Just telling it like I seen it.


----------



## CatManJack (Jun 19, 2005)

No harm, No foul


----------



## Timber2005 (Jul 8, 2005)

How is the water in the Harvey area? Last year there seemed to be more than normal, is that consistent with this year. How are the duck numbers in this area also??


----------



## Hunter_58346 (May 22, 2003)

For immediate release from Delta Waterfowl&#8230;

Mixed Bag in Spring Breeding Duck, Habitat Survey

BISMARCK, ND-Duck hunters will find a mixed bag of results in the 2005 Waterfowl Breeding Population and Habitat Survey, which was released Friday by the Division of Migratory Bird Management.

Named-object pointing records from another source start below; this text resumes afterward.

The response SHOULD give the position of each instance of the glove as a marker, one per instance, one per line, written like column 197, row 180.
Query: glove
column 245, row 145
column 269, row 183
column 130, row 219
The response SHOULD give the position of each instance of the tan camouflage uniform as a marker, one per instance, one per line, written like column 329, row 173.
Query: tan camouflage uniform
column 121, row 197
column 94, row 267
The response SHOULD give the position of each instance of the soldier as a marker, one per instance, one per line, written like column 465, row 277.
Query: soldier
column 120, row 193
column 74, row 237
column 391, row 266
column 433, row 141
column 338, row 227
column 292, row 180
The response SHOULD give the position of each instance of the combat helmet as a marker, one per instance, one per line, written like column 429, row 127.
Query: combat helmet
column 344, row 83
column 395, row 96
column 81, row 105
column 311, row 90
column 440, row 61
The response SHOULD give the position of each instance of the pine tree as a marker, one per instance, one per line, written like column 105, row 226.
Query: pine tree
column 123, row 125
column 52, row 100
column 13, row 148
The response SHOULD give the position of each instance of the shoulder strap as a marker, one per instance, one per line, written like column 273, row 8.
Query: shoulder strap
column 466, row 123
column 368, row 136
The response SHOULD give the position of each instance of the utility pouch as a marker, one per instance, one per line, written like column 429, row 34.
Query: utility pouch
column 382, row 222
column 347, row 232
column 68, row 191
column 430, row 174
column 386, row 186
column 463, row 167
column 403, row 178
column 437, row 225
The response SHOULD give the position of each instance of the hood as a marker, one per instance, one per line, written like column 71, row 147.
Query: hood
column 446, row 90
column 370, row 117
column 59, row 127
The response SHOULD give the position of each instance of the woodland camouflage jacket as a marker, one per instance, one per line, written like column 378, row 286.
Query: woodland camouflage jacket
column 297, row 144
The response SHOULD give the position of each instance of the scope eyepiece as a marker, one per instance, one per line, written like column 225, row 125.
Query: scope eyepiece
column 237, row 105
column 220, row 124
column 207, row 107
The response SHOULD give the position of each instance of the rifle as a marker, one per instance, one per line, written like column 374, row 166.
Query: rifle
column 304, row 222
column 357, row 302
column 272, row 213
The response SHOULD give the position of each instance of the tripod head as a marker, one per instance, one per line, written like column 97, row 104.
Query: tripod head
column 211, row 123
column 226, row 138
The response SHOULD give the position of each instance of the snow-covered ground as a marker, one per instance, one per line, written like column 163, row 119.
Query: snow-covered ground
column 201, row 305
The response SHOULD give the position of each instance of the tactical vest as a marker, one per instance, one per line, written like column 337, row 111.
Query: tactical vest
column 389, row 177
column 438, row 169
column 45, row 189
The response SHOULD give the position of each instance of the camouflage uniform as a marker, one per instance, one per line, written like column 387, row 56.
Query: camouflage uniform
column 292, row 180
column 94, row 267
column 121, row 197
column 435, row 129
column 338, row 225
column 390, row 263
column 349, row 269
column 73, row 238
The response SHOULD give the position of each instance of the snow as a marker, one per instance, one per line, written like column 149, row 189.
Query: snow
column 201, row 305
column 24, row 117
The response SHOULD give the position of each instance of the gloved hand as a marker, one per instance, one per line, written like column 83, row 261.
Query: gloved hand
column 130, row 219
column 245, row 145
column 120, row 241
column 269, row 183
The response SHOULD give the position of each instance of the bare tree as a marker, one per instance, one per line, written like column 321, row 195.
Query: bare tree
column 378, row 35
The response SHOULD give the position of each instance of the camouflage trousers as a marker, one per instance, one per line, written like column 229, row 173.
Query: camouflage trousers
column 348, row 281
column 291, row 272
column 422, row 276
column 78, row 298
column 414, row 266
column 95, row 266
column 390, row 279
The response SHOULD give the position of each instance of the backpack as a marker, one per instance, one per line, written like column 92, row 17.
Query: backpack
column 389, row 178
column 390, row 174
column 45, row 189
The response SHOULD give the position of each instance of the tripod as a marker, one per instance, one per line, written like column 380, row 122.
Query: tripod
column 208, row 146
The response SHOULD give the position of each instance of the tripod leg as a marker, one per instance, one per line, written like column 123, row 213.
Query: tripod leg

"The good news is that prairie Canada was wet this spring," says Rob Olson, president of Delta Waterfowl, "but the best news is that the Prairie Pothole Region in both the US and Canada received a lot of moisture after the survey was conducted, so conditions are even better than what the survey suggests.

"Recent rains could mean we'll see a better re-nesting effort from hens this year," says Olson. "More wetlands could also result in improved brood survival. Another benefit is that the ground is soaking up a lot of water, which could translate into improved wetland conditions by next spring."

But while things are looking up on the breeding grounds, there are still some concerns.

"The most disappointing finding of this year's survey is that while May ponds were up dramatically across prairie Canada, mallard numbers didn't respond accordingly," says Olson.

"May ponds in Saskatchewan were up 24 percent from the long-term average (1961-present), but mallards were 17 percent below the long-term average. That's cause for concern; it tells us something is wrong with the Canadian duck factory."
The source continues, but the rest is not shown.